Moi qui suis d'un autre temps et d'un autre monde,
disparu depuis longtemps, je voudrais savoir, si le matin vous écoutez
encore les oiseaux chanter, le vent souffler ou la pluie tomber.
Aimez-vous toujours le parfum de l'air après l'orage, l'odeur des sapins
un soir d'été? Prenez-vous le temps de regarder grandir vos enfants?
Honorez-vous vos ancêtres comme il se doit, pensez-vous au monde que
vous allez transmettre à vos descendants?
Nous n'avons jamais été riches de vos possessions, mais nous avions une
richesse que vous n'avez plus: la joie d'être avec l'autre, le plaisir
de partager, la chance d'échanger le savoir avec nos anciens. Nous ne
connaissions pas les signes sur le papier, mais nous savions transmettre
notre histoire. Nous n'étions pas parfaits, bien sûr, nous avions aussi
nos problèmes, Il ne faut pas faire de l'angélisme, mais nous n'avons
pas été jusqu'à exterminer les autres pas milliers.
Un jour, de jeunes blancs se mirent à écouter les
oiseaux et à parler aux abeilles, alors certains des nôtres se dirent
que le temps était venu. Nous sommes venu vers vous afin de vous montrer
que vos esprits sont toujours là, qu'ils vous attendent patiemment
depuis très longtemps.
Nous n'allons pas vous donner nos coutumes, nous voudrions juste que
vous alliez à la recherche des vôtres. Avec le temps, vous retrouverez
confiance en vous, vous apprendrez que le diable n'est que là où l'homme
décide qu'il doit être. Que quelque soit le nom que vous lui donnez, le
Grand Esprit guide l'Univers car il est l'Univers et qu'il nous a fait
le plus beau des cadeaux, celui de le comprendre et de nous laisser le
choix d'aller vers lui en pleine conscience.

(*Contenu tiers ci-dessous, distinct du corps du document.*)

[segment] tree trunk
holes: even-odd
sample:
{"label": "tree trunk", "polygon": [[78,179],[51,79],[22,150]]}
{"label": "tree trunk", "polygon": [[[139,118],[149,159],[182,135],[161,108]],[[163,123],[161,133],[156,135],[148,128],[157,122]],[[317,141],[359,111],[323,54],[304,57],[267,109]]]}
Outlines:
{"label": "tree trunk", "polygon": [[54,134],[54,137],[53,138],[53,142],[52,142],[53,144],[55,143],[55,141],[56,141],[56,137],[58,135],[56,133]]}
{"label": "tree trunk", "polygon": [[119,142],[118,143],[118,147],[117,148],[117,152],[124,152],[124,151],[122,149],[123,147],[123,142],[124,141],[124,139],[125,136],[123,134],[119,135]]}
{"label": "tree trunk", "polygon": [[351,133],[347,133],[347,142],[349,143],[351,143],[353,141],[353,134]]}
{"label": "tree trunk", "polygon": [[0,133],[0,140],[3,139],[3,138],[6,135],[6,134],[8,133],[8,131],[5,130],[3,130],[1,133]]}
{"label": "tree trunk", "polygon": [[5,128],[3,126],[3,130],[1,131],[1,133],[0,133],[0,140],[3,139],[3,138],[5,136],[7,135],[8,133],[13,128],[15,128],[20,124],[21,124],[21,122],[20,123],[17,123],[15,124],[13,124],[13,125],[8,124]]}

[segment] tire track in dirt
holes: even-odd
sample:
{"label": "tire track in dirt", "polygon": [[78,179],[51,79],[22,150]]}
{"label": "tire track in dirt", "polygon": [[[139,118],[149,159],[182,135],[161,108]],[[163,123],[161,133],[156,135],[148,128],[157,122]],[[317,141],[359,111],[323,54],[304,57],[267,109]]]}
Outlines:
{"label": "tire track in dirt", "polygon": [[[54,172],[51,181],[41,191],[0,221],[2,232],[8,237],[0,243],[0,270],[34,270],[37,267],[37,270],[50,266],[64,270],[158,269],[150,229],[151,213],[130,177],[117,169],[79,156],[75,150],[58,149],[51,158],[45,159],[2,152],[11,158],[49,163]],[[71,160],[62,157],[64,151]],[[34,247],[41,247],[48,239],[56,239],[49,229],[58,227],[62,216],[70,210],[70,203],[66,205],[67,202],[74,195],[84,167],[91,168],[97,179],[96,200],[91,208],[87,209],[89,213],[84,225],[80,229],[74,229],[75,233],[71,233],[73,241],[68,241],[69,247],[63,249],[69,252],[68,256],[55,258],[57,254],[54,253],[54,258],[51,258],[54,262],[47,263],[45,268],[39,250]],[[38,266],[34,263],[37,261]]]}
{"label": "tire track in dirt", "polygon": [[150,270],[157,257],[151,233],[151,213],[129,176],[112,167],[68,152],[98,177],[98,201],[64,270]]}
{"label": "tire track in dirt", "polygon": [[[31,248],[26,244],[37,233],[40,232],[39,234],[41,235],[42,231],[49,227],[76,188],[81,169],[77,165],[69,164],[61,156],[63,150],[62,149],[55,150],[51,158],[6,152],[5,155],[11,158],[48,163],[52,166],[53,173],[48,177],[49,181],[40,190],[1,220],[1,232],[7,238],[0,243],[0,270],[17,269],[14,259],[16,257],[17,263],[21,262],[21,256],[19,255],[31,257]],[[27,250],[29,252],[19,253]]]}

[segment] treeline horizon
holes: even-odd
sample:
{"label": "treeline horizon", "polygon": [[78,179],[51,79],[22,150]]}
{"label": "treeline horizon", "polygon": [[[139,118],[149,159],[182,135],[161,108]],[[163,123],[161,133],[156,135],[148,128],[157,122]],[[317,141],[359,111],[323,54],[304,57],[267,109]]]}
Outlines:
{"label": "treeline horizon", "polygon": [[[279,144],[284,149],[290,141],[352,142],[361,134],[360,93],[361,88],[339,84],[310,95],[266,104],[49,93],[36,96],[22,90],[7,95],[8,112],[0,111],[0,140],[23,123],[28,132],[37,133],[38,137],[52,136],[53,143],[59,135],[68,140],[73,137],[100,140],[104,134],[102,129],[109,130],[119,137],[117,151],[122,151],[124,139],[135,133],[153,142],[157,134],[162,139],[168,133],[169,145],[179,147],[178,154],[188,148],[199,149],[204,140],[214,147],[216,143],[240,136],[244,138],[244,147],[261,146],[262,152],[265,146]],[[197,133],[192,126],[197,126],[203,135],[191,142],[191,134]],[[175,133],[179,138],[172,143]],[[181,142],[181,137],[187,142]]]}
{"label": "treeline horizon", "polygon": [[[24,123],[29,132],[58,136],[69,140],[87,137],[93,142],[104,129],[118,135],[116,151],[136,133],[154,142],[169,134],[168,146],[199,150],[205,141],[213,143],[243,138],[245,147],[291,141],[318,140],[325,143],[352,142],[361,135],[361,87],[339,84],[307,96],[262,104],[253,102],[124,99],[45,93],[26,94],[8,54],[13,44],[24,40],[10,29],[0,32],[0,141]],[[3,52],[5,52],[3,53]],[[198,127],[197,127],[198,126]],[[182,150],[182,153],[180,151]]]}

Je vis dans un autre lieu, dans un autre temps, mais celà a-t-il de
l'importance? Le temps n'est qu'une affaire de perception, cela ne
m'empêche pas de voir votre monde et de me dire que malgré les embûches
sur le chemin, il faut garder espoir. Vous avez de grandes possibilités,
à vous de les utiliser pour en faire un chemin de joie.
Notre mère la Terre vous explique tous les jours qu'elle ne va pas bien et donc, que vous aussi, vous allez mal. Faites un petit pas et de leurs multitudes naîtra le changement. Mère-Terre, Grand-Mère Lune, Grand-Père Soleil, le Grand Esprit, les esprits de la Nature, les voix des ancêtres, sont là pour vous emmener sur le bon chemin, à vous de le voir et de le comprendre. Mon monde n'est plus le vôtre depuis bien longtemps, même moi je ne suis qu'une voix à travers les volutes de l'histoire. Pourtant j'existe quelque part dans l'univers, et ma voix va jusqu'à vous. Peut-être suis-je un peu de votre conscience ou un souvenir de vos autres cycles de vie, peut-être suis-je vous, quelque part, dans un autre lieu, dans un autre temps.